The Chancellor who ordered the police to deal with the UC Davis Occupiers has apologized. If she were truly evil, she would not have done so. Moreover, she made the effort to attend the General Assembly and to connect back to the students.

The students were victimized by the police--who in turn were brought in by the Chancellor--but now they are also allowing the Chancellor her humanity. That is a huge accomplishment on the students' part, since most people would have already hunted her down and taken their revenge.

Could it be that we all learn from this very volatile moment, and that the way that everyone acts here will produce a huge, positive lesson? What exactly will that lesson be?

Saturday, November 19, 2011

Police Attack Students at UC Davis Occupy

Does this image help people to understand the state's monopoly over the use of violence? Does it help people to see the incredible power of the students when they use non-violence, risking their safety and their lives?

Friday, November 18, 2011

Tonight instead of meeting in our "Asian American Experience" classroom, my four students and I joined OccupyMac (a busload of college students, and two profs, including me) to downtown Minneapolis for a "program" of occupying a bridge then walking in the streets to the People's Plaza (Government Plaza). It was a chilly 35 degrees or so (if you stopped moving, your fingers and toes froze) and we had daylight for only the first hour and a half. The civil disobedience was very carefully staged and symbolic--10 actual arrests, but the police were very rehearsed and so were the protestors. (Much to discuss here about the importance and effectiveness of symbolism, versus plain old bloody beatings, as has happened elsewhere. Apparently it is part of a compromise struck with the poor, black communities in North Mpls who are being represented by church-based leaders who want a very organized and peaceful disobedience activity). Meanwhile about 200 hundred of us watched from the sidewalk, shouting and chanting in a disciplined way: "The whole world is watching!" and "You are the 99%!" (to the cops).

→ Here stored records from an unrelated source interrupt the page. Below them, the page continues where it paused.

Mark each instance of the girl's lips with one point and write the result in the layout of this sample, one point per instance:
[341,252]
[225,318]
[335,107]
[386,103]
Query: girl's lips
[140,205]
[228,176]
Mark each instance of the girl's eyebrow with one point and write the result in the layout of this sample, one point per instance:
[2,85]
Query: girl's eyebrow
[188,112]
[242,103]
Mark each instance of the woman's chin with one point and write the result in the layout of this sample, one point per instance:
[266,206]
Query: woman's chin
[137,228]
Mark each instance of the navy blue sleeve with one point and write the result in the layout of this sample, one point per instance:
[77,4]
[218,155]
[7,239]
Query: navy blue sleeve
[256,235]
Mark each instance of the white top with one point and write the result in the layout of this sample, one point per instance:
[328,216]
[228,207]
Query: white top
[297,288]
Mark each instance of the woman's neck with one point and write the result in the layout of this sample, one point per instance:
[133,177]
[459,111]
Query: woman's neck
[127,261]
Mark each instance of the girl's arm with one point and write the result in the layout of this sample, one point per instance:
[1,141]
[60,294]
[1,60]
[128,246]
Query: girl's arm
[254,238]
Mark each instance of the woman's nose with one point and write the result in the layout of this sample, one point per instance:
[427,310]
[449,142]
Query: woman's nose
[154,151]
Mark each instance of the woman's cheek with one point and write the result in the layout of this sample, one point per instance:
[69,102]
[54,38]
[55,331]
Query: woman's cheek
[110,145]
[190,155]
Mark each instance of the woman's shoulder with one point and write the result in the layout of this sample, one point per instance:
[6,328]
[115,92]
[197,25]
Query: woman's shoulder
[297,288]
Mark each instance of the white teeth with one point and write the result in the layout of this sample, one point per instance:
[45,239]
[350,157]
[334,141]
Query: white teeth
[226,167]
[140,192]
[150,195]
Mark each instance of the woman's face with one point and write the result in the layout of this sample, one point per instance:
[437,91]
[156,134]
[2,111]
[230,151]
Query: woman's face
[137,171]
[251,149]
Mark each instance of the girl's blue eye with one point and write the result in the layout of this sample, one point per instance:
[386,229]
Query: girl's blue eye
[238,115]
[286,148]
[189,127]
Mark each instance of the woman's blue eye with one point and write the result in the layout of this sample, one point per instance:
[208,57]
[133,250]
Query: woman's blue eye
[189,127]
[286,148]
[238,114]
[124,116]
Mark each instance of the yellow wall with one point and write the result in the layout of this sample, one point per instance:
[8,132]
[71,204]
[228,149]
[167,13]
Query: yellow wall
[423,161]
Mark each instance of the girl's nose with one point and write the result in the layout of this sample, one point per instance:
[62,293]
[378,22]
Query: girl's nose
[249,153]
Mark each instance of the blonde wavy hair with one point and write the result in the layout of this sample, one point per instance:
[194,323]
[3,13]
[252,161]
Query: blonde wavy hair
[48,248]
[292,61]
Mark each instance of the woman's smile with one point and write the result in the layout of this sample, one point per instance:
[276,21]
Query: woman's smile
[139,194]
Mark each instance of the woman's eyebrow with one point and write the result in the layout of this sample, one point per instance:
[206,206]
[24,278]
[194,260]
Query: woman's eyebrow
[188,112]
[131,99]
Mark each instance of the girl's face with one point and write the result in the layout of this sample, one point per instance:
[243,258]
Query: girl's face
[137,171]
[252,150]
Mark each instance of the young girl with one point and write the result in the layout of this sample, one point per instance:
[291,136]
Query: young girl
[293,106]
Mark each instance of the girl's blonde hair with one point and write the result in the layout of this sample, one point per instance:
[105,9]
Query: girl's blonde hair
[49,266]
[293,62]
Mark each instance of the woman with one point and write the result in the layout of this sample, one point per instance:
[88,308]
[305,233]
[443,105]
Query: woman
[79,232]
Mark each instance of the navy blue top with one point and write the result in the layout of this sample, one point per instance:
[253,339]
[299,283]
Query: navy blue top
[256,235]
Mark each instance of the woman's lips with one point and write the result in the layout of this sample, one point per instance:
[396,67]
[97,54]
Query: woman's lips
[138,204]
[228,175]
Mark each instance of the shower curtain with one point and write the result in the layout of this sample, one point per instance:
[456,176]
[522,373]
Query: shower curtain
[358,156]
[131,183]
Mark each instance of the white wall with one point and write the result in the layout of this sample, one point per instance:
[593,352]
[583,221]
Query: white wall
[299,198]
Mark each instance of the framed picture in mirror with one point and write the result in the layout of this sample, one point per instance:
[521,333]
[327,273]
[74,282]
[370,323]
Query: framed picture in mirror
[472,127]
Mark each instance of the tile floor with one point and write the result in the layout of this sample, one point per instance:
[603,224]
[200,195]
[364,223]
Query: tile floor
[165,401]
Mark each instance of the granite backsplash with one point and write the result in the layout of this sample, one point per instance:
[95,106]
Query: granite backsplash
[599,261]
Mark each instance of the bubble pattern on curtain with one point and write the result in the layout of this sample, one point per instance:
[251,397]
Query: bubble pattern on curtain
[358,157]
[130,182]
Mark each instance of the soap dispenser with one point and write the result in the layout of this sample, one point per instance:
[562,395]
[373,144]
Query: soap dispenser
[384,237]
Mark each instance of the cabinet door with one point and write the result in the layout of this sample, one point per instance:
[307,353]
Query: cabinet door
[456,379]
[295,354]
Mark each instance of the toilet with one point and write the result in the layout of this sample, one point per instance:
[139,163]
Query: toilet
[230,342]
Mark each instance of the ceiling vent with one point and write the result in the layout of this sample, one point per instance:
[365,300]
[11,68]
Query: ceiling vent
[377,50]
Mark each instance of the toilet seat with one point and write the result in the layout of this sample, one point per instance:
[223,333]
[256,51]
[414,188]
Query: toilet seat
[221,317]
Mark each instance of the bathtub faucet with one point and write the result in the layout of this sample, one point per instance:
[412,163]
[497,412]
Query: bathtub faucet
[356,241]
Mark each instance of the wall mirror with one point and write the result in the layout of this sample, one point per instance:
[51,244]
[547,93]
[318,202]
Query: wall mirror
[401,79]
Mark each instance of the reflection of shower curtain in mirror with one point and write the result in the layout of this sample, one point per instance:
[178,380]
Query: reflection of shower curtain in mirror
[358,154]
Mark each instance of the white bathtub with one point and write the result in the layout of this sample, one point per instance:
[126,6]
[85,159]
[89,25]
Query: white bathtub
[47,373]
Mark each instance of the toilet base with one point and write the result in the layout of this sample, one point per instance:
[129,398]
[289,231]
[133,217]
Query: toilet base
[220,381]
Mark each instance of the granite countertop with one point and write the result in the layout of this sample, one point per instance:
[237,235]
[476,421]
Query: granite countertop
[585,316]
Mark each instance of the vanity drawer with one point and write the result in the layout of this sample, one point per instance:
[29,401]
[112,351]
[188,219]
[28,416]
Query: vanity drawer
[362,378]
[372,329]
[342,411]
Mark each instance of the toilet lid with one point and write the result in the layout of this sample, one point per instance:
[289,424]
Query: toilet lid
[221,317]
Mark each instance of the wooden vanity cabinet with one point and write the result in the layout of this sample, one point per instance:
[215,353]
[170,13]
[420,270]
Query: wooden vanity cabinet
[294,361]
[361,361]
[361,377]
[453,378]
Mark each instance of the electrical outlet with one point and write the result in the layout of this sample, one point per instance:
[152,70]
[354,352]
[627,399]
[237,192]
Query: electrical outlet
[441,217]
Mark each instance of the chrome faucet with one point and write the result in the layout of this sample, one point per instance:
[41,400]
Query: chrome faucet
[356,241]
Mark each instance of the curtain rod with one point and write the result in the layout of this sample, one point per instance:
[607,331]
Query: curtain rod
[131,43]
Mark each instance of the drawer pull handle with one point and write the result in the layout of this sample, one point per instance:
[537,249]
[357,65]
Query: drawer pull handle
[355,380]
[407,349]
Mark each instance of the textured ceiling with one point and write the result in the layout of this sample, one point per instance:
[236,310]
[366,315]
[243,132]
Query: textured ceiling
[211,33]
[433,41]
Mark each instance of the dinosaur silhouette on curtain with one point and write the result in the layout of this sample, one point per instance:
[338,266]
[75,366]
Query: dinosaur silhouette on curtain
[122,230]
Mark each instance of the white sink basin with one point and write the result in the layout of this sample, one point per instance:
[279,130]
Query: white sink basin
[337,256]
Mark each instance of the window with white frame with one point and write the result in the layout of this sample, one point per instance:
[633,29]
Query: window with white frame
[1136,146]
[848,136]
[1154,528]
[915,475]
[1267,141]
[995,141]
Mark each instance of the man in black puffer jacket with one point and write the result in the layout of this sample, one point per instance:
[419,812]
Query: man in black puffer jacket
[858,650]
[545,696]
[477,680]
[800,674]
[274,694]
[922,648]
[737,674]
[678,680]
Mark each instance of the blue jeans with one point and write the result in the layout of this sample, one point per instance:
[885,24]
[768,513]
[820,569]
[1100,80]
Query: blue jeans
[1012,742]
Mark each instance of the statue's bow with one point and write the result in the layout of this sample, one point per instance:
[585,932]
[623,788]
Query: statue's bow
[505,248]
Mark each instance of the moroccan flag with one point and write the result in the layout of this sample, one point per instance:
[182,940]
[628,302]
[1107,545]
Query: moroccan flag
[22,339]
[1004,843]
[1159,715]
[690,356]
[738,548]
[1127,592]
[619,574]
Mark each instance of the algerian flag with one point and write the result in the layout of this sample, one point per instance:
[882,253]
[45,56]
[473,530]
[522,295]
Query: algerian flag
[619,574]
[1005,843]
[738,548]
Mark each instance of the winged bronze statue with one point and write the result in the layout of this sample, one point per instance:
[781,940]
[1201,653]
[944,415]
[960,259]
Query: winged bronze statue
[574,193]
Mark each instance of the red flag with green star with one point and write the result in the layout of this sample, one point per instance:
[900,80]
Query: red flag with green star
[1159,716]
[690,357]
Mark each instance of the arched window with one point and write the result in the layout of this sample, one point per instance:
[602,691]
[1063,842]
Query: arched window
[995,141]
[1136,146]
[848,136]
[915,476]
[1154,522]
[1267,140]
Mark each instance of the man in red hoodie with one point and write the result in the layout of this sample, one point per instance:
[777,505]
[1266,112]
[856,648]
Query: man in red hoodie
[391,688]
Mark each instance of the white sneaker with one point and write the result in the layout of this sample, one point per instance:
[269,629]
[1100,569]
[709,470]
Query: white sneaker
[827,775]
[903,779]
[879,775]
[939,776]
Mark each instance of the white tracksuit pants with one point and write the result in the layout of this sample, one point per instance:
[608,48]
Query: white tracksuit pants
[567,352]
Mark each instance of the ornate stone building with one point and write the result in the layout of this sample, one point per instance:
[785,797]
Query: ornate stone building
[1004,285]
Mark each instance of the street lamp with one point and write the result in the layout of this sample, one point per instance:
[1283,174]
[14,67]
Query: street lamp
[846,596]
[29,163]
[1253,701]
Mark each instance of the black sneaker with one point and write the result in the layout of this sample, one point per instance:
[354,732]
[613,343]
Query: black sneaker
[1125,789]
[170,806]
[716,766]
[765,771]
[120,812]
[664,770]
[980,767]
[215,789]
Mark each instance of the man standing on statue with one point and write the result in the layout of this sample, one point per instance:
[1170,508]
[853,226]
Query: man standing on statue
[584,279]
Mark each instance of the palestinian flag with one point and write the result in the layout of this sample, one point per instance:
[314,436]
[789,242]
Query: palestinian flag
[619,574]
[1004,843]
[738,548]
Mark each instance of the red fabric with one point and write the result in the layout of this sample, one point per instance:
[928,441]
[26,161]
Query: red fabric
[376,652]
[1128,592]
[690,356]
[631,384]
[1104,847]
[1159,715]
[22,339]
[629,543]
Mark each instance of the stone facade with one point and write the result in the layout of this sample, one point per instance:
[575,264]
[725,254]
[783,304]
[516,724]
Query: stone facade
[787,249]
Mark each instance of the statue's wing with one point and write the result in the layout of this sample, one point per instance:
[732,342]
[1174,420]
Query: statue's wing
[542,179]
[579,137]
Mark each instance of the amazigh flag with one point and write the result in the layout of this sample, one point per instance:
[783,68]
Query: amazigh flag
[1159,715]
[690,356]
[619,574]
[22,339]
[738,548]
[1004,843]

My favorite chants were: "End the War/Tax the Rich" and We are the 99%/We Occupy/We Represent." Chanting "We Shall Not Be Moved" was strange. "The People United Will Never Be Defeated" definitely has a new ring when paired with the 99% slogan.

People outside the US should know--but perhaps you cannot know from the outside--what a huge culture shift this is for all of us. Every day, every hour I see and feel the impact of new questions and new possibilities showing through the cracks of empire. At least on my campus, it's like all the lights are turned on. If this lasts for another semester, it could upgrade and expand the consciousness of an entire generation! Yay.

Monday, October 31, 2011

School to Prison Pipeline


Next Spring 2012 I'll offer an introductory level course on the "school to prison pipeline." That term describes the funnel that makes many children in the United States lose faith in their own abilities to do well in school, and to make decisions that lead them down the path to juvenile, and later adult, corrections.

There are so many things wrong with that picture. The big questions have to do with 1) education: Are schools really for learning? and 2) justice: How should we punish people when they do something wrong?

And the very obvious problem has to do with structural racism. Why are so many of the kids who are channeled into prisons brown, black, and poor?

Free your mind, while there's time

This Detroit mural captures many feelings of our epoch. How can our minds be free, while we are so busy working, reading emails, texting, surfing the web, or shopping on-line? What kind of work occupies our minds? When we are not working, what kind of noise fills the gap in our minds?

What kinds of work would we choose to do, if we were truly free to decide where to apply our minds, bodies, and spirit?

Detroit is a special place, where questions like this are necessary and significant.

Monday, July 12, 2010

Love University Avenue Style

How often do you see positive messages that do not entail or encourage consumption? I saw this several months ago, on my way to martial arts practice at the studio on University Avenue in St. Paul. A few weeks later, it was painted over--gone. The disappearance of this word sent me into an internal tirade: Why would anyone want to erase Love? Must we treat all uninvited expressions in public space as bad? Who cannot discern between an act of tresspassing, and an act of generosity?